Mr. Aggland, now a widower, came and stayed at Marshlands; he it was who propped the sick man up in bed—who read to him—who amused him—who accompanied them from place to place—who thought that never a husband had found so devoted a wife as Phemie—who made his head-quarters in London, that he might be near his niece, and who, after Mr. Keller’s death, made his head-quarters at Roundwood, Mrs. Keller not desiring to continue her residence there.
Phemie was a great woman at last. An heiress in her own right—a person who, without any Marshlands at all, could have taken a high place in society; and yet the Phemie of those days was humbler, sweeter than the Phemie who had dreamed dreams in the valley of Tordale—who had lingered beside the waterfall, and sat beside Strammer Tarn.
How did her new dignity of heiress become her? many a reader may want to know; and yet I think the reader who asks that can have read the life-story of Phemie Keller to little purpose.
How does wealth affect those who have discovered the powerlessness of wealth to confer happiness? How did wealth affect this woman who had not found wealth do much for her?
It simply suggested to her one idea—that money had come too late; that her life had been throughout one great mistake; that, as a rule, lives were great mistakes.

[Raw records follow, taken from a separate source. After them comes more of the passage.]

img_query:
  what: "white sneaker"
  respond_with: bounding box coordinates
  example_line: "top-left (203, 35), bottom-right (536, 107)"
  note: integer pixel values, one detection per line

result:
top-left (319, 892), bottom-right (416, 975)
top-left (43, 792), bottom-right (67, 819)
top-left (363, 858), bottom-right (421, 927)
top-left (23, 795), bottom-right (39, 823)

The burden of the song was sorrow—the refrain of the song was work. And her work, as I have said before, was laid out for her: she had from the day she returned from London to attend to her husband, ceaselessly.
They went for the winter to Hastings. The doctor recommended it, and Phemie went wherever the medical men desired.
Now the sea talked to her differently: all through those long, dreary, interminable months she listened to the winds and the waves while they mourned to her of Basil’s last resting-place—of the restless ocean, in the midst of which he had lain him down to sleep.
In those days there was no one to come between her and her husband—no one; friend—nor lover—nor relation—and accordingly Phemie was able to devote herself to him heart and soul.
For a time he seemed to rally, but the constitution was too enfeebled—the shock had been too severe. While they were at Hastings, Captain Stondon had a second stroke; and though his doctor pooh-poohed the calamity to Phemie, still she felt unsatisfied, and paid a visit to a London physician on her own account.